It sucks because it's good
Back in the mid-90s, when Linux was still at 1.something, website design was a simple exercise that left matters such as font choice up to the user. It was blessedly free of the Tyranny of Typography, the Legacies of Layout, and other controlling influences from the Provinces of Print. Better yet, it was free by design from withering rebuke by aesthetes whose high-minded "taste" made life miserable for both writers and readers. Back then the Web was meant to be maximally usable and minimally controlled by Authorities who knew more about what you need than you do. That was the Idea, and it stuck. For about two years.
Now it's all but forgotten. The Web is overrun by "design" out the wazoo, made worse by SEO and other forms of Google-gaming greed.
Ok, this is only half a dig. Jakob is one of the most respected writers and thinkers about user interface on the web. He is clearly bright, and he writes intelligent and useful things. In fact I quote Jakob and reference his work all of the time.
But I find his site unreadable.
It hurts my eyes.
What got my attention most recently was this new post on the year's 10 best application UIs.
Unfortunately, I have to say, Jakob has perhaps the worst site design I have ever seen. It is as if, while he is handing out the Oscars, he is wearing a plaid polyester suit. In truth his site is fine from an information architecture perspective. But from an aesthetics perspective it is awful. And aesthetics is important in UI. If you begin to look at something and want to avert your eyes, the site has failed.
In truth, Jakob's site has always been ugly. But this time it felt, to me, beyond ugly.

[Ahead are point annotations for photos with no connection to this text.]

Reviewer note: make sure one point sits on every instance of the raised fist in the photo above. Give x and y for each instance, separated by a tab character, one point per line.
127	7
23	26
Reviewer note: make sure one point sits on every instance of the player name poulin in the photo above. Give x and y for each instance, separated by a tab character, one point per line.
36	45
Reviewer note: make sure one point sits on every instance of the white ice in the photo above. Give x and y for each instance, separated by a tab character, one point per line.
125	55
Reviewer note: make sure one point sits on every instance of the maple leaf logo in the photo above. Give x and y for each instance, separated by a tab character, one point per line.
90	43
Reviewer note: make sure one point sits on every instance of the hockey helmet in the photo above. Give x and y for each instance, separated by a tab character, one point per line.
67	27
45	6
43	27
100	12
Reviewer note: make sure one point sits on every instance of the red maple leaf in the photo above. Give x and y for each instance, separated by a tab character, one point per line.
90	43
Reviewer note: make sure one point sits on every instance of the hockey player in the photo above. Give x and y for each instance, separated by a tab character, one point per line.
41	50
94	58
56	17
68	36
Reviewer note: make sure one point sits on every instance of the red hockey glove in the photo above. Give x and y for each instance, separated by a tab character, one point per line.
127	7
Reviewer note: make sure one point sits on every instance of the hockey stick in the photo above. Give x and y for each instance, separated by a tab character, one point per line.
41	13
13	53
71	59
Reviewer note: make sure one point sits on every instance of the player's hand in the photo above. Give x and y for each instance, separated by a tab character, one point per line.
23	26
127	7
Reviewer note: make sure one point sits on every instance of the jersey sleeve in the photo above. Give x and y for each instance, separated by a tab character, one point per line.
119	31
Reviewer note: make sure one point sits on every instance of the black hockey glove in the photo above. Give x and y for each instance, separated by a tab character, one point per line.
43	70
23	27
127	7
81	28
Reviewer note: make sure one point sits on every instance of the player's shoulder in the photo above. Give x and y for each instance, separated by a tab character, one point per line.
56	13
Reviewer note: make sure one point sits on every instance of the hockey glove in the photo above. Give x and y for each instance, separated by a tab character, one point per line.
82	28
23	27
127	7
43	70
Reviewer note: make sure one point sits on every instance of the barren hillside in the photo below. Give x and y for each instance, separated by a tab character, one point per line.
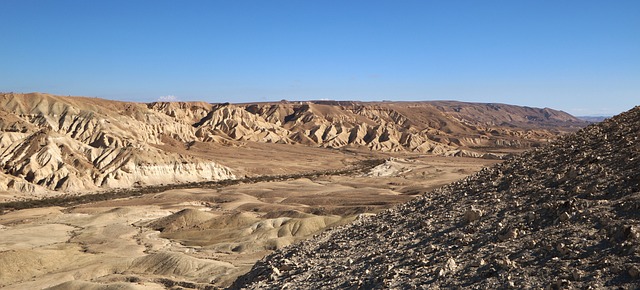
75	144
562	216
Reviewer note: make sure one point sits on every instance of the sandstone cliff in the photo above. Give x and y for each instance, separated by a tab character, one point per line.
79	144
74	143
562	216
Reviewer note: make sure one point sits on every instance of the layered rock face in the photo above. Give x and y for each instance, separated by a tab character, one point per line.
561	216
78	144
74	143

I looked at the bulleted list of the top sites, and the bold cramped disorganized looking type starting each bullet, and I could not bear it.
...do we think less of Jakob Nielsen as an interface consultant if he seems to have no taste?

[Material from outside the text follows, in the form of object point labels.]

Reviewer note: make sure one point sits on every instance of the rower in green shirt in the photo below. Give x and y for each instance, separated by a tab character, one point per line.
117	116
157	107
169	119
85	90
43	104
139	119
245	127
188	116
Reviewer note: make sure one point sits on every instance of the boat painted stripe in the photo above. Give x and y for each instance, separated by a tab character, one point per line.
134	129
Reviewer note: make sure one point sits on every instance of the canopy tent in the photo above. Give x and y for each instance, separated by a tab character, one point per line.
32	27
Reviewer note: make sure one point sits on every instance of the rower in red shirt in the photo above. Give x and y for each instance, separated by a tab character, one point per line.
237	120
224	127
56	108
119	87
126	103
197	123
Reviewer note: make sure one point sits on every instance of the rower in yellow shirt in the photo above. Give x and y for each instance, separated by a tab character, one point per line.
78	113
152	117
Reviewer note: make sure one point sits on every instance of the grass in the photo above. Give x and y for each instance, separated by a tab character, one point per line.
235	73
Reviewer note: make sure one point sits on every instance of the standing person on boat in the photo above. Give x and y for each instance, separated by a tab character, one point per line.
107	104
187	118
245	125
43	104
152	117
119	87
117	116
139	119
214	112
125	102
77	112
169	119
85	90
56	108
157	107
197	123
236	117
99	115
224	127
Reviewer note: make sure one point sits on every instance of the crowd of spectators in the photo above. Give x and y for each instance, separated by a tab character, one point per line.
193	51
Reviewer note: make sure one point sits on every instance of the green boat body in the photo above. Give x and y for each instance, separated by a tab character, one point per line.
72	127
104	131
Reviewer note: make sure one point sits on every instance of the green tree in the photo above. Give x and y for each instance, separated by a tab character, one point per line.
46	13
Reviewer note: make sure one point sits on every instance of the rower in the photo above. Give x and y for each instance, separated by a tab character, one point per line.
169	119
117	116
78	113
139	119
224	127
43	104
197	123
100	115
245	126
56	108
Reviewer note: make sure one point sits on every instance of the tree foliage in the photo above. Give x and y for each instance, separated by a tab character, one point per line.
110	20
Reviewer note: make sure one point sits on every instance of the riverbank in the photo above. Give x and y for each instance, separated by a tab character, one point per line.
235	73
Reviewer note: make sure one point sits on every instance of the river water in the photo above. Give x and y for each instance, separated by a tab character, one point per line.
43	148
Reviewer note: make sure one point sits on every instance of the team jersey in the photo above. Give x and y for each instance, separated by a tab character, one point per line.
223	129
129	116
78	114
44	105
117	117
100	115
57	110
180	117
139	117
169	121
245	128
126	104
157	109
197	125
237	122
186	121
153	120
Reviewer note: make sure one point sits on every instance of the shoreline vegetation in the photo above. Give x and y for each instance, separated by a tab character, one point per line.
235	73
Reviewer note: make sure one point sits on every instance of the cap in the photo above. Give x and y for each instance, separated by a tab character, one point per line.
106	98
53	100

Jakob's absence of "taste" is what I like and appreciate about his design sense, or delightfully usable lack of it. It is to Jakob's enormous and enduring credit that he rejects everything that compromises simple usability, no matter how tasteful (translation: fashionable) it may be.
Jakob's home site, useit.com, has a design that remains unchanged since 1995. That was when I lifted his html and used it to frame up searls.com. Watch how fast either of those pages loads. Better yet, read them on a mobile device and see how fast they load on those things -- where more and more of the Web is being read, every day.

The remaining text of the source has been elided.